I'm sitting in the living room of my family's house, watching my sister eat dinner. She's 53-years-old and has Down syndrome. Like most people with Down syndrome her age, my sister's memory is failing. She gets up from her chair about ten or 15 times during dinner, wanders out into the kitchen, and then sometimes forgets why she's gone out to the kitchen. I see her stop, look back at the dining room table with a confused look on her face.
Food is important to my sister. So is Diet Coke. And her latch hook rug. These are my sister's present. The only things she thinks about. She tries to keep track of the days of the week, but she can't. She just got up from her dinner, walked over to the calendar on the refrigerator, and said, "Tomorrow be Monday." As I said, she really has no concept of anything but right here, right now.
Perhaps this is a blessing. She doesn't think every minute about things she's lost. About my sister who died four years ago. My father who died a year ago.
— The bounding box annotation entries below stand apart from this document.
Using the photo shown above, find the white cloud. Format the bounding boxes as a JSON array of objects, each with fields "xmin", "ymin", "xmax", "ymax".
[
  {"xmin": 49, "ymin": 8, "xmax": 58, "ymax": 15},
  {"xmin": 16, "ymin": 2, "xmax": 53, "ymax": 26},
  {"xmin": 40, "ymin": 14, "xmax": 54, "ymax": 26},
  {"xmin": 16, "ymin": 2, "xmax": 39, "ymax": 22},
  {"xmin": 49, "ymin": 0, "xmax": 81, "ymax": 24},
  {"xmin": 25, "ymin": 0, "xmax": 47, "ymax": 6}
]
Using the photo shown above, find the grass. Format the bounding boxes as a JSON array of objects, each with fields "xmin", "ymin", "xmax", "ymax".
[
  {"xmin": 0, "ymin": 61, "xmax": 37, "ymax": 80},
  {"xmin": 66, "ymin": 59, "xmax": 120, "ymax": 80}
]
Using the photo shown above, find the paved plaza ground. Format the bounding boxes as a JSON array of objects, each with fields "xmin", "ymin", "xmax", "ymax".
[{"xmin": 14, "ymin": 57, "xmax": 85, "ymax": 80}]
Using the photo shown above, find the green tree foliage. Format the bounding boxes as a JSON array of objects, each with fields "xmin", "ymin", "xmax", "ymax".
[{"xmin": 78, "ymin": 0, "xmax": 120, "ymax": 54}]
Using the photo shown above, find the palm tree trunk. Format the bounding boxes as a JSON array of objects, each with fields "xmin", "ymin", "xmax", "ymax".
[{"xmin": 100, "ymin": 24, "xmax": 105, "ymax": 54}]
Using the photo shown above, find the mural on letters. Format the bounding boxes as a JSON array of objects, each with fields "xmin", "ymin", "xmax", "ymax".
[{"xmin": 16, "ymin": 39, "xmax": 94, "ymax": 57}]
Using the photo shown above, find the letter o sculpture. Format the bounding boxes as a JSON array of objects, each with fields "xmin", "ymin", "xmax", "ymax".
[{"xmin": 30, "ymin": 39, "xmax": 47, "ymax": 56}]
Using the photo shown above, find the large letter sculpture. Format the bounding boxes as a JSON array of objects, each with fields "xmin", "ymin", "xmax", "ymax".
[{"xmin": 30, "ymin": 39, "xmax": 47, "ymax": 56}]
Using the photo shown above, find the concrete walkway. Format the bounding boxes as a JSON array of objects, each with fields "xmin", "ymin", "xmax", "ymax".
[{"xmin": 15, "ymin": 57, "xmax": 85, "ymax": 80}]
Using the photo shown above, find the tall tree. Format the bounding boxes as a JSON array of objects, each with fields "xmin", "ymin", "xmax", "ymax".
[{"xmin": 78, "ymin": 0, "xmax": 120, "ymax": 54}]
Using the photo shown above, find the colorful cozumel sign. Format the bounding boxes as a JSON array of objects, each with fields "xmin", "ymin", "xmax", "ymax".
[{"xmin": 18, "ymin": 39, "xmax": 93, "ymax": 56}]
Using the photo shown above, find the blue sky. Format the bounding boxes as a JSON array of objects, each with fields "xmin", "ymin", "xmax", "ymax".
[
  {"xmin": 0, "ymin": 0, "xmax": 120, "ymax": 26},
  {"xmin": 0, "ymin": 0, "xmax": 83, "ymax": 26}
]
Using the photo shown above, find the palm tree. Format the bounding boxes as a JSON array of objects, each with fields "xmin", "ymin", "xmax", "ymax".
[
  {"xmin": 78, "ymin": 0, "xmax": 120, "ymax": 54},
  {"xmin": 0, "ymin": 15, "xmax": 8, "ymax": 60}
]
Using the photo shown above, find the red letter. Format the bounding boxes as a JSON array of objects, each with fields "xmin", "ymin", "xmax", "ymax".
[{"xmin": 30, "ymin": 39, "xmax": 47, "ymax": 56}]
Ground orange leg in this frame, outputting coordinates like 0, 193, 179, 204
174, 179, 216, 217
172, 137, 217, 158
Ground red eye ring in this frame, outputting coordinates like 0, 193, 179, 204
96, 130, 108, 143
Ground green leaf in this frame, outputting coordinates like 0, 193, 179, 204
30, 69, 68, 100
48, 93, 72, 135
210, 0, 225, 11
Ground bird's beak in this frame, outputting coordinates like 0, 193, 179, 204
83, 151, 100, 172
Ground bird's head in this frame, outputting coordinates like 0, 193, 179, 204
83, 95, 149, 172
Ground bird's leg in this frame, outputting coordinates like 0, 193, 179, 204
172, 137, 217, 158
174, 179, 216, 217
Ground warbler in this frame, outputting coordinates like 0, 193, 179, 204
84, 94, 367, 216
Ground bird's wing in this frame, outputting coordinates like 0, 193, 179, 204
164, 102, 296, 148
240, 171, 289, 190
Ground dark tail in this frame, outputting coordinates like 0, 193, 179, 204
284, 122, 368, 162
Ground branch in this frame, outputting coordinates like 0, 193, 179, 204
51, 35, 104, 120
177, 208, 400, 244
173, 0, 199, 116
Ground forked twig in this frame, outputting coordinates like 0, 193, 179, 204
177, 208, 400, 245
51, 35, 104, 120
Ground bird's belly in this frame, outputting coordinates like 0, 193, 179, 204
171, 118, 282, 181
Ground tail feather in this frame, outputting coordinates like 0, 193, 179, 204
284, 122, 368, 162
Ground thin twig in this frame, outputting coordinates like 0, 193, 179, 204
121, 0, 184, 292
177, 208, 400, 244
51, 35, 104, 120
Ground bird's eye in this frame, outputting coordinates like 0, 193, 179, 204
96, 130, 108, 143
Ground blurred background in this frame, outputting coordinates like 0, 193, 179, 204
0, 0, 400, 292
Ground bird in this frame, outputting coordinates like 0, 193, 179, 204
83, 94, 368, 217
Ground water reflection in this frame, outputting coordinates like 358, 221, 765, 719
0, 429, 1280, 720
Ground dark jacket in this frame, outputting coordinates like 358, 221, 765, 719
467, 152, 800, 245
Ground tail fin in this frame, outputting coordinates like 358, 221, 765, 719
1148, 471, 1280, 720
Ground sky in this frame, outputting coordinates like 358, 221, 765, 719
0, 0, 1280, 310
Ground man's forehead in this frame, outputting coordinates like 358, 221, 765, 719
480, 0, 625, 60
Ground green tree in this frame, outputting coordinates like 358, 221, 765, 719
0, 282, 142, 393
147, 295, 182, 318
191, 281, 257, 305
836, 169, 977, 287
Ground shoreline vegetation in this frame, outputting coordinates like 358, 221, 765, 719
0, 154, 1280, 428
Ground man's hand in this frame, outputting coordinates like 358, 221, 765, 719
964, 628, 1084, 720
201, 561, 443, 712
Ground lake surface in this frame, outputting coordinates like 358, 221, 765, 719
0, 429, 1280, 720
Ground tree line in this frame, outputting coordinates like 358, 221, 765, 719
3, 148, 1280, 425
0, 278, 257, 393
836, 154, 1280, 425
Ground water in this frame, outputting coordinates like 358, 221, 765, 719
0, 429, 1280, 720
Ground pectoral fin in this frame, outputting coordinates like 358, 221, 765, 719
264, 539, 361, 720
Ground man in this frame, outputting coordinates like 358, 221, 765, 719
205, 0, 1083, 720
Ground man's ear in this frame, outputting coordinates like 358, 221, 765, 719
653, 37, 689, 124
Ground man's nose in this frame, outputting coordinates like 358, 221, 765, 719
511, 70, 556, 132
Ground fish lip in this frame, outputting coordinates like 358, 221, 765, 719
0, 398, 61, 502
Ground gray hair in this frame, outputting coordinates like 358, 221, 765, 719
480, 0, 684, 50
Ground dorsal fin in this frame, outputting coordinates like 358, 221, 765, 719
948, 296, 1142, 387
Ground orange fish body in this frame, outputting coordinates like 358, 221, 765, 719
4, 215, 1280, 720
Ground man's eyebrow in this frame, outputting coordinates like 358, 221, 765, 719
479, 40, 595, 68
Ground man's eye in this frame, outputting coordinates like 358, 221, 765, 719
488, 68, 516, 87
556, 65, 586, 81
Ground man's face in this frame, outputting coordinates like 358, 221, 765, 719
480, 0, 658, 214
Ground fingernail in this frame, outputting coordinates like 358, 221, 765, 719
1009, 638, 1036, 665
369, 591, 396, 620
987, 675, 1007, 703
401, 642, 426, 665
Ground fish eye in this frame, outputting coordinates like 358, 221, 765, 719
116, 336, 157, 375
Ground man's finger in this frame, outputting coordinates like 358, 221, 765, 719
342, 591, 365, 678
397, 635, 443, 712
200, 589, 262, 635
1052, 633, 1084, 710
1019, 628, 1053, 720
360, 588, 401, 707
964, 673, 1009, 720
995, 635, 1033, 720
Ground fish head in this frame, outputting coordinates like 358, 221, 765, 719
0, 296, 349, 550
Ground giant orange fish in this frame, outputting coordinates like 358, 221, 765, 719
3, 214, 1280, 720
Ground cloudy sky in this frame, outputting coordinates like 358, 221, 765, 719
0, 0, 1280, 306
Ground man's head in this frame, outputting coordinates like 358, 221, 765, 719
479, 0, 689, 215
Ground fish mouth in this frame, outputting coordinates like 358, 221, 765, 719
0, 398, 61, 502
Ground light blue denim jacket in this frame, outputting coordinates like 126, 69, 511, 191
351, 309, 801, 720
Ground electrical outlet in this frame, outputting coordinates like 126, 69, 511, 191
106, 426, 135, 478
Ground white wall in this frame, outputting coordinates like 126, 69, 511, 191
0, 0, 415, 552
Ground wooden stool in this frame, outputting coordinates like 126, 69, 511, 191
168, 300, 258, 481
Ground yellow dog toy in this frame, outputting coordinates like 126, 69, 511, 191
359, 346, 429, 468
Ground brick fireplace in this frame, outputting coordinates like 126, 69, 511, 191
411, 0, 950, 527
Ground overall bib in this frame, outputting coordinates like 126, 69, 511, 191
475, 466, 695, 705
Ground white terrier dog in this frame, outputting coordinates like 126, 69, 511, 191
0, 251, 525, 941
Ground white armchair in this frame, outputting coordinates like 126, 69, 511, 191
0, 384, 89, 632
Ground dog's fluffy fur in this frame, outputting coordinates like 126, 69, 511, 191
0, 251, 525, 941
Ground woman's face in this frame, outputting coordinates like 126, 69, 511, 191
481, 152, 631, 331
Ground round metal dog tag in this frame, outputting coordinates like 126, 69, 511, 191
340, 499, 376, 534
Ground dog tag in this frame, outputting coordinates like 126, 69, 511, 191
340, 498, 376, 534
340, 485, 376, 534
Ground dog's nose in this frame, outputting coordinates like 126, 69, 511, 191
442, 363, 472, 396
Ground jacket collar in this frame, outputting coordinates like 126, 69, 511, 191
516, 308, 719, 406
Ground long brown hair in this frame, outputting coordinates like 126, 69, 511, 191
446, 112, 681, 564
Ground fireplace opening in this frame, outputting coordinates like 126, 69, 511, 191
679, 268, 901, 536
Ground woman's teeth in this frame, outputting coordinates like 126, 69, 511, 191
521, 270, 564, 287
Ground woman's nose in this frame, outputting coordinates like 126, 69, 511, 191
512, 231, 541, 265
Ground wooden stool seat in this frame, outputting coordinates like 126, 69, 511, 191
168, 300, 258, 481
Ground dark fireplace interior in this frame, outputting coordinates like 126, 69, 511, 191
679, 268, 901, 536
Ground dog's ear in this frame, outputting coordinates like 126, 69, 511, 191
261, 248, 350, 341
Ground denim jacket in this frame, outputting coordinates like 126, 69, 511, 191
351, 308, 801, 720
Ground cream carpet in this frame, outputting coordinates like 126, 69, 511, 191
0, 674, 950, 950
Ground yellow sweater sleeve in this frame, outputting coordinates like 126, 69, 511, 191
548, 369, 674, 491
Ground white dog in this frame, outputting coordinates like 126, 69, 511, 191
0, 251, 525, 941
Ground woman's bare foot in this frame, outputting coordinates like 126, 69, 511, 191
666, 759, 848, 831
She doesn't think every minute about things she could lose. My mother, who wanders back and forth through the living room, looking for something that she's can't remember she's misplaced. None of these things enter her mind daily.
Her pleasures are pretty simple. Her grilled cheese sandwich. The Diet Coke sweating on the table in front of her. The yarn for her latch hook lined up in a row.
Saint Marty's pleasures tonight are going to be simple, too: NyQuil, a cool pillow, warm blankets.